A year ago, clean-energy stocks were the market's punching bag. Rising rates had crushed the long-dated cash flows on which renewables projects depend, project pipelines were slipping, and a basket of the sector's marquee names had shed close to 40 per cent from its highs. Investors who had treated "green" as a one-way bet learned, painfully, that it was not. Now the mood has flipped — and the rebound, unlike the last one, rests on something more durable than a slogan.
The clearest driver is the change in the rate outlook. Renewable developers, utilities and grid suppliers are among the most rate-sensitive corners of the equity market: their value sits in cash flows stretching decades into the future, and every move in the discount rate is magnified. As the consensus shifted from "higher for longer" toward an eventual first cut later this year, those distant cash flows became worth more overnight. A sector that fell hardest on the way up the rate cycle is, predictably, recovering fastest on the way down.
But the more interesting story is demand, and it has an unlikely author: artificial intelligence.
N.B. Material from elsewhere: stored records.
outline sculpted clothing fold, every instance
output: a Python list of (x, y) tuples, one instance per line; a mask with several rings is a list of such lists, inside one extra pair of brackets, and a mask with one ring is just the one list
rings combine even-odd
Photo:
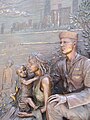
[(47, 106), (48, 120), (89, 120), (90, 119), (90, 59), (77, 54), (73, 61), (60, 60), (56, 65), (56, 74), (63, 83), (67, 102), (49, 103)]

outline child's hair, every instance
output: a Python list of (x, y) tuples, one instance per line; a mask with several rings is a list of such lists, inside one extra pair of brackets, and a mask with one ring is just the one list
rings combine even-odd
[(25, 70), (27, 71), (26, 66), (25, 66), (25, 65), (21, 65), (21, 67), (16, 70), (16, 74), (17, 74), (17, 75), (20, 74), (20, 69), (22, 69), (23, 71), (25, 71)]

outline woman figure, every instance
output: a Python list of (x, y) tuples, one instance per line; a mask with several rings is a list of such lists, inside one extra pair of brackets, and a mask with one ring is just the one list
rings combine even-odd
[[(39, 106), (41, 113), (46, 111), (46, 103), (51, 95), (51, 78), (49, 75), (49, 67), (45, 60), (41, 59), (41, 55), (32, 55), (28, 60), (28, 72), (35, 73), (39, 79), (33, 82), (33, 101), (36, 106)], [(23, 81), (24, 84), (30, 84), (28, 81)], [(19, 112), (20, 117), (35, 116), (34, 112), (26, 113)]]

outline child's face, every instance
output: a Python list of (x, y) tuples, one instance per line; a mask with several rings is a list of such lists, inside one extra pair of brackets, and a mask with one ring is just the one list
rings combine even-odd
[(23, 78), (27, 77), (27, 70), (23, 69), (23, 66), (21, 66), (20, 69), (18, 69), (18, 75)]
[(34, 60), (34, 59), (31, 59), (28, 62), (28, 66), (27, 67), (28, 67), (30, 72), (36, 72), (39, 69), (39, 65), (37, 64), (36, 60)]

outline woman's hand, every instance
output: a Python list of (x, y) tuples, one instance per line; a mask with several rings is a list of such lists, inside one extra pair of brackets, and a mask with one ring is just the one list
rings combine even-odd
[(59, 95), (59, 94), (55, 94), (49, 97), (48, 99), (49, 103), (53, 103), (56, 102), (56, 106), (58, 106), (59, 104), (65, 103), (66, 102), (66, 97), (64, 95)]

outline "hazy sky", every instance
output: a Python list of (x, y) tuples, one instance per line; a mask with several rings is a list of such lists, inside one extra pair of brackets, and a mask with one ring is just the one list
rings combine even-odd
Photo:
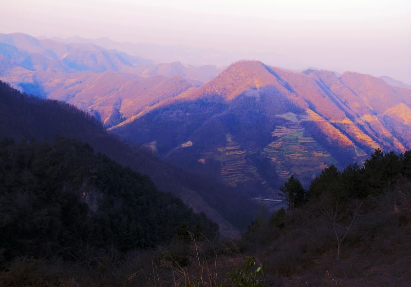
[(410, 0), (2, 2), (1, 33), (210, 48), (411, 84)]

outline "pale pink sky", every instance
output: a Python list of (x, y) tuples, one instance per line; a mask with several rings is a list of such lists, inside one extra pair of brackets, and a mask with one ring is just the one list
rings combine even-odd
[(354, 71), (411, 84), (409, 0), (3, 2), (0, 33), (237, 51), (285, 68)]

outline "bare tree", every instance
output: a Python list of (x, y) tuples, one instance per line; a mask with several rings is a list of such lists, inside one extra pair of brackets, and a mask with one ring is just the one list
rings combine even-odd
[(349, 210), (347, 209), (343, 212), (340, 211), (339, 210), (339, 202), (340, 200), (337, 200), (335, 208), (331, 205), (328, 210), (321, 210), (321, 212), (328, 218), (329, 221), (327, 222), (332, 224), (334, 229), (334, 234), (335, 235), (335, 240), (337, 242), (337, 260), (340, 260), (340, 250), (341, 244), (347, 236), (347, 234), (348, 234), (351, 227), (352, 226), (352, 224), (356, 220), (357, 213), (363, 204), (362, 201), (359, 202), (358, 200), (356, 200), (356, 205), (354, 207), (352, 217), (351, 218), (349, 224), (348, 226), (344, 227), (344, 231), (341, 232), (338, 230), (338, 226), (341, 225), (339, 222), (345, 216)]

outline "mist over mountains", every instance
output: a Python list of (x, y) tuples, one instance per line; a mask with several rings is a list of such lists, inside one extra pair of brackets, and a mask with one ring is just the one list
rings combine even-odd
[(411, 86), (233, 58), (0, 34), (0, 285), (408, 286)]
[(124, 140), (250, 197), (276, 197), (291, 174), (307, 184), (331, 165), (361, 165), (376, 149), (411, 146), (411, 90), (388, 77), (258, 61), (221, 72), (156, 64), (124, 53), (141, 47), (107, 38), (14, 33), (0, 43), (0, 79), (73, 105)]

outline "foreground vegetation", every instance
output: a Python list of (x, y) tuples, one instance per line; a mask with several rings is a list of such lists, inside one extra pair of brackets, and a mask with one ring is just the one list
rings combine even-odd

The data centres training and running the new generation of models are voracious consumers of electricity, and utilities suddenly find themselves with the strongest load-growth forecasts in a generation. After two decades of flat demand, grid operators are now signing power deals at a pace that has repriced the whole sector. The companies that make transformers, cables and switchgear — deeply unglamorous businesses — have order books stretching years out, and their shares have run accordingly.
"The market spent a year treating these as bond proxies that had failed. Now it's realising they're growth stocks with a power-demand tailwind nobody priced in."
A portfolio manager at a European fund — who asked not to be identifiedPolicy is the third leg. The continent's industrial strategy continues to channel public money toward domestic generation, transmission and storage, and that flow of subsidy and procurement underwrites the order books in a way a pure-market story could not. For investors burned last year, the combination — cheaper money, structural demand and a policy backstop — is a far more convincing case than the one that fell apart in the downturn.
A note of caution belongs here, though. Some of the move has run ahead of the fundamentals, and valuations on the most fashionable grid and equipment names are no longer cheap; a few are pricing in flawless execution and uninterrupted demand for years. The AI-power thesis, in particular, rests on data-centre forecasts that have a habit of being revised. Sectors that rally this fast on a clean narrative have a way of overshooting, and the same rate sensitivity that is lifting them now will cut the other way if the cuts arrive later than hoped. The rebound is real and, for once, well founded. That is precisely the moment to remember what happened the last time everyone agreed green was a one-way bet.